Future Generations releases full-length ‘Landscape’

by Robert Steiner
2018-09-27

Future Generations releases full-length ‘Landscape’

Future Generations
Landscape

Frenchkiss Records · September 14, 2018

Future Generations releases full-length ‘Landscape’

The album is far from reinventing the wheel, but is still a well-polished listen that’ll go down easy.

I tried making music with my roommates exactly one time. We were all pretty decent musicians, and we certainly had the intentions to make something meaningful. But over the course of a couple hours and a questionable amount of booze, what resulted was a campy little ditty best described as “chipmunk disco” that had at least one backwards message endorsing Satan. We never finished that song, but even if we did, none of us were willing to credit ourselves on it.

The point is, just because you live with talented people doesn’t mean your apartment will be the next Brill Building. Sometimes, your collective talents lead to weird disco Devil songs. Brooklyn’s own Future Generations, meanwhile, seem to have a lot better luck living, playing, and touring together. The indie-pop quintet split songwriting duties like they split washing dishes, and so far, they’ve already gotten some decent results: The sparkly piano bop ‘Stars,’ from their self-titled 2016 debut, is currently just shy of 11 million streams on Spotify. That’s definitely one way to help with rent. Now, the band has put out Landscape, their summer-y sophomore effort that dropped right when summer ended, but nevertheless still has plenty of warm, upbeat earworms for any remaining days in the sun. The album is far from reinventing the wheel, but is still a well-polished listen that’ll go down easy.
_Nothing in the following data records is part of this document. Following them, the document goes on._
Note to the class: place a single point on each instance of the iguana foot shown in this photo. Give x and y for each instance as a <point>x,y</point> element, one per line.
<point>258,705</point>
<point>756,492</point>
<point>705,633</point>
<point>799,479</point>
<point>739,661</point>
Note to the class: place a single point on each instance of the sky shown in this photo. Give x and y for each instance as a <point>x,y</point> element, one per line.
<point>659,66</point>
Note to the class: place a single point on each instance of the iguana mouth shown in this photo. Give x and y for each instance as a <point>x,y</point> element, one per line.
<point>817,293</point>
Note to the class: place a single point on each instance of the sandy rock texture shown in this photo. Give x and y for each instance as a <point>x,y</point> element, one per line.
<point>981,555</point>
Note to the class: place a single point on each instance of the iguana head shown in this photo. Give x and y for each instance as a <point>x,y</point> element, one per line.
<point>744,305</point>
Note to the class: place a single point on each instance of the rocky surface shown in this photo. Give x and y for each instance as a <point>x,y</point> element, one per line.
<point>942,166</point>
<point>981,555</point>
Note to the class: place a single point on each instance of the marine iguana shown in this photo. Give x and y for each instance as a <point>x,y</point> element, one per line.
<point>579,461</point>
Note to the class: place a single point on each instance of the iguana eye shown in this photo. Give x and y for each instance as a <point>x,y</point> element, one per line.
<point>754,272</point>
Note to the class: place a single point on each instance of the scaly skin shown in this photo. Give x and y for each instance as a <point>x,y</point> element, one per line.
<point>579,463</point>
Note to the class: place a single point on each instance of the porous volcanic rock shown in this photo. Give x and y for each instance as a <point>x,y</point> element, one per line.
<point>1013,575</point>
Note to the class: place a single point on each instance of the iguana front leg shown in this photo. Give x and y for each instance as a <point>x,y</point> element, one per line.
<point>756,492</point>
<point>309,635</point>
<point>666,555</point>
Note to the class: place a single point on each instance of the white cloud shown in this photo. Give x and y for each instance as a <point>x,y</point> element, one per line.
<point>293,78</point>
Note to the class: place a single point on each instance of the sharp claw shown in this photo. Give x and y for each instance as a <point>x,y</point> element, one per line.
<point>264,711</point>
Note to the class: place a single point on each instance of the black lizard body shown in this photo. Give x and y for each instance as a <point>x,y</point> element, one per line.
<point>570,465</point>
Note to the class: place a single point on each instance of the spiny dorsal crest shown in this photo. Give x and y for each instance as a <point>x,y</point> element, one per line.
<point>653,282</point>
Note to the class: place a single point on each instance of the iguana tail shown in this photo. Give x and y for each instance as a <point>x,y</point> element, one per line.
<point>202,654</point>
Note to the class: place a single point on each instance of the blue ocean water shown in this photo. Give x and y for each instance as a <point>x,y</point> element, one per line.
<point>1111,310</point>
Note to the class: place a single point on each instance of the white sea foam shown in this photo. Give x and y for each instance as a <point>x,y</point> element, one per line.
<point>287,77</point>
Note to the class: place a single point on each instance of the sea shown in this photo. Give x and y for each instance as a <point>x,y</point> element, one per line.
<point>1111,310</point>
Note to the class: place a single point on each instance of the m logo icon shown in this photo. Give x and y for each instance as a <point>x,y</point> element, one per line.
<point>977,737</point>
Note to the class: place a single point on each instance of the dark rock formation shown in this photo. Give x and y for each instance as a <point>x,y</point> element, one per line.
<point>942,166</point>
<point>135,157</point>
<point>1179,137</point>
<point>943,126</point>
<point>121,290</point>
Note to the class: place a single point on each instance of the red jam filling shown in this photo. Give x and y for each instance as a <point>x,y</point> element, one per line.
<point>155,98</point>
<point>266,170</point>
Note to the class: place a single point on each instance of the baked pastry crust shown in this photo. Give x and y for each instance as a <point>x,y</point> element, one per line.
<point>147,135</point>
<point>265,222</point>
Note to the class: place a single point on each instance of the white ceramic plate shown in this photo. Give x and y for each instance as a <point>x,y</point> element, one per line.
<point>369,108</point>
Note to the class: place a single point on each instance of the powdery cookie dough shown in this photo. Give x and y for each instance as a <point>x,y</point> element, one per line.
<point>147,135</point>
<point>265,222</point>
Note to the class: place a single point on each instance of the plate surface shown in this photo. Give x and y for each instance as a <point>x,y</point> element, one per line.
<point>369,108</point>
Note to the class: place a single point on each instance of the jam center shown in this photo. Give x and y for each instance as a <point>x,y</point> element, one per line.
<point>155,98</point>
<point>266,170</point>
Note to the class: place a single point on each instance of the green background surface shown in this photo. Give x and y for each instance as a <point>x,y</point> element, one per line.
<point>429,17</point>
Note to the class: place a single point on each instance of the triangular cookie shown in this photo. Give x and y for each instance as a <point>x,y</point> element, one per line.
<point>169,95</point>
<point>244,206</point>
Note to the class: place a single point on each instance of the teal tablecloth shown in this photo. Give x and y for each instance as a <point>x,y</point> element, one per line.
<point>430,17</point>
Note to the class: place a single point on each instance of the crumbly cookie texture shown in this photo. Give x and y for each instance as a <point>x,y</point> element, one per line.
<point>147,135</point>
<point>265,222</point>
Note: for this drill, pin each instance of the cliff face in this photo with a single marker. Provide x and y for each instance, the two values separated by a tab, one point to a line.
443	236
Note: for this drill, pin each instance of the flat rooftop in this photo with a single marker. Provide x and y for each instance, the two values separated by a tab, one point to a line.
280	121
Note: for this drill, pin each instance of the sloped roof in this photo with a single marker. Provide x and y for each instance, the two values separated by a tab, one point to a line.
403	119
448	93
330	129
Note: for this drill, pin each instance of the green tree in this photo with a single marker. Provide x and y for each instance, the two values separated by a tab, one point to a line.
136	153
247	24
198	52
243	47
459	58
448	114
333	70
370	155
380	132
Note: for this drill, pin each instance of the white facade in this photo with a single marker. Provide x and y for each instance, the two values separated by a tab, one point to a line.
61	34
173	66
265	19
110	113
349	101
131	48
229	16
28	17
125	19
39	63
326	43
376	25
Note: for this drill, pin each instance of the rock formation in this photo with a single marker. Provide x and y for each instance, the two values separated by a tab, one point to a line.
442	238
The opening swell in intro track ‘Stranger,’ with its airy synths and shotgun sampler snares, tells you pretty much everything you need to know about where this record’s going to go. This album is all about bubbly, well-textured, dreamy love songs that are equal parts hipster millennial and 80s nostalgia. In other words, it’s your typical 2010’s indie-pop record, meaning if that’s never been your jam, you best keep moving. If that is your type of music, then you’ll probably find a good helping of tracks to add to your “indie chill” playlists. Title-track ‘Landscape’ reels you in with an unexpected Motown drum beat and a chorus that is what all good pop choruses should be: easy to learn, easy to sing along to, and easy to get stuck in your head. ‘All the Same’ serves as the record’s quick-and-catchy lead single, with chirping synths and jangly guitars meshing together to make a bright, reverb-y soundscape, giving the dynamic space for vocalist Eddie Gore to go back and forth between soft tenderness and exciting intensity. Both ‘Out Loud’ and ‘Take Me There’ keep things mid-tempo and groovy thanks to their slightly more minimal beats, giving the listener a little breathing room after the record’s first half of big, swelling walls of sound.

Overall, Landscape proves to be a good, fun record that shows how much these roomies enjoy making music together. If there was anything to gripe about, it’s that it definitely isn’t anything you haven’t heard before, and especially by the last couple tracks, all the keyboards, drum samples, and hooks start blending into each other. In other words (and because I’m a snarky music writer who can’t resist a good zinger), the album’s greatest fault is that it’s “All The Same” after a certain point. Granted, that doesn’t make the record bad for me personally – these are breezy, easy-going indie pop songs whose reason for existing is to be breezy and easy-going, so job well done in that respect. It may not be a record meant to digest in one sitting, but sprinkle these tracks in a playlist or two, and good vibes should be waiting.